5.10. Het beroep dient derhalve ongegrond te worden verklaard.
6. Proceskosten
Het Hof acht geen termen aanwezig een partij te veroordelen in de proceskosten als bedoeld in artikel 8:75 van de Algemene wet bestuursrecht.
7. Beslissing
Het Hof verklaart het beroep ongegrond.
De uitspraak is vastgesteld op 18 maart 2002 door mrs. Bijl, voorzitter, Vrouwenvelder en Meussen, leden van de belastingkamer, in tegenwoor-digheid van mr. Van de Merwe als gerechtsauditeur en mr Goedhart als griffier. De beslissing is op die datum in het open-baar uitge-sproken.
De voorzitter heeft geen bezwaar tegen afgifte door de griffier van een afschrift van de uitspraak in geanonimiseerde vorm.
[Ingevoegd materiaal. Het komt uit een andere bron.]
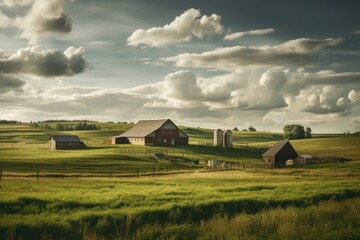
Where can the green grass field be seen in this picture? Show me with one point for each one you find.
(306, 202)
Tegen deze uitspraak kan binnen zes weken na de verzenddatum van deze uitspraak beroep in cassatie worden ingesteld bij de Hoge Raad der Nederlanden. Daarbij moet het volgende in acht worden genomen.
1. Het instellen van beroep in cassatie geschiedt door het indienen van een beroepschrift bij dit gerechtshof (zie voor het adres de begeleidende brief).
2. Bij het beroepschrift wordt een afschrift van de bestreden uitspraak overgelegd.
3. Het beroepschrift wordt ondertekend en bevat ten minste:
a. de naam en het adres van de indiener;
b. de dagtekening;
c. een omschrijving van de uitspraak waartegen het beroep in cassatie is gericht;
d. de gronden van het beroep in cassatie.
Voor het instellen van beroep is een griffierecht verschuldigd.
Na het instellen van beroep in cassatie ontvangt u een nota griffierecht van de griffier van de Hoge Raad.
In het cassatieberoepschrift kan de Hoge Raad verzocht worden om de wederpartij te veroordelen in de proceskosten.